Finalmente, he de reconocer que no todas las frases de este libro son obra mía. Las palabras de Bentley de que estaba yendo en barco corresponden no al hijo de Misha Garland, sino al mío. El bon mot de Rob Saltpeter acerca de Estados Unidos como nación cristiana se lo escuché por primera vez al formal David Bleich, que es rabino y profesor de derecho. Las reglas del baile de la polka ante un tribunal no son invento mío ni de Misha: han salido de unos vagos recuerdos de mi infancia, una broma del presidente Lyndon Johnson sobre bailar «la polka de la conferencia de prensa» (estaría agradecido a cualquier lector que pudiera llevarme a la fuente original). Lo mismo cabe decir del comentario de Dana Worth sobre Bonnie Ziffren, que es obra de mi difunto colega de Yale, Leon Lipson, cuya aguda sutileza y alegría siempre me ha inspirado y nunca podrá ser reemplazada.
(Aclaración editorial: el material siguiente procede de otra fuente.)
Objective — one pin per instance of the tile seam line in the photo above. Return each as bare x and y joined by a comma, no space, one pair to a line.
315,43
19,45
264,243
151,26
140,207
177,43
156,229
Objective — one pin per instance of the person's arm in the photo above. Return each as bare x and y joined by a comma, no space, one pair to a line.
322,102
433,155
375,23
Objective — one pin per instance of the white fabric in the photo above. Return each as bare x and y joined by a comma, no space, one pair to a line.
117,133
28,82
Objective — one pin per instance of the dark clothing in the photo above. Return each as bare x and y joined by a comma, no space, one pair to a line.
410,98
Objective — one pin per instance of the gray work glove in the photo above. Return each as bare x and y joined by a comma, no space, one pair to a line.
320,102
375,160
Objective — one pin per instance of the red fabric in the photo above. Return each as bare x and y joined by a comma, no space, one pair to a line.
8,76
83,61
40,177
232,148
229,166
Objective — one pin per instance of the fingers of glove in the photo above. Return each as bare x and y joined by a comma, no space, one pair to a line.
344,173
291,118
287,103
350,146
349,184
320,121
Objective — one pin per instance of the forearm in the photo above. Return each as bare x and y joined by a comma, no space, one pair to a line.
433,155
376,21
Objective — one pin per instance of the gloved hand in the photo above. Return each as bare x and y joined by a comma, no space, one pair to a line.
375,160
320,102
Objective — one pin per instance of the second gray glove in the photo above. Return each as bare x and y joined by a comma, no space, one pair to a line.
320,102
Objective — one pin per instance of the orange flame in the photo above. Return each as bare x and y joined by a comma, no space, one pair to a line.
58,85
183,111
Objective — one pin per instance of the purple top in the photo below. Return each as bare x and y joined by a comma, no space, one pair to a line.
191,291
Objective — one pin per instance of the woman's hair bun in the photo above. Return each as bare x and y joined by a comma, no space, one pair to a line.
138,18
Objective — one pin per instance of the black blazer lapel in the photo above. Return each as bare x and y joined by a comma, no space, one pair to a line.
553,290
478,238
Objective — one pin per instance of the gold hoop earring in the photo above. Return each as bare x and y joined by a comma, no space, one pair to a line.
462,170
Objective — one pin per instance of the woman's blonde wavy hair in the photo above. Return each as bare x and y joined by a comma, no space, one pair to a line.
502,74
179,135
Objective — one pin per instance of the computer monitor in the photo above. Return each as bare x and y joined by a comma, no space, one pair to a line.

Debo manifestar mi gratitud a mi agente literaria Lynn Nesbit, que esperó pacientemente durante años a que terminara el manuscrito que yo no dejaba de asegurarle que estaría terminado al mes siguiente. Lynn me animó durante mis frecuentes bloqueos y nunca me dio prisa. La novela se ha beneficiado enormemente con la fina corrección de Robin Dresser de la editorial Knopf y con los juiciosos comentarios de mis amigos íntimos que leyeron el manuscrito antes de su publicación.
Por fin, como siempre, no tengo palabras adecuadas para expresar mi gratitud hacia mi familia: a mis hijos, Leah y Andrew, con quienes me perdí muchas tardes de juegos porque «papá tiene que escribir»; a mi tía abuela Maria Reid, que tuvo que soportar mis ausencias mientras permanecía encadenado a mi ordenador; y sobre todo a mi esposa, Enola Aird, sin cuyo inquebrantable amor, aguda lectura, finas bromas y guía espiritual, esta novela nunca se habría completado. Que Dios os bendiga a todos.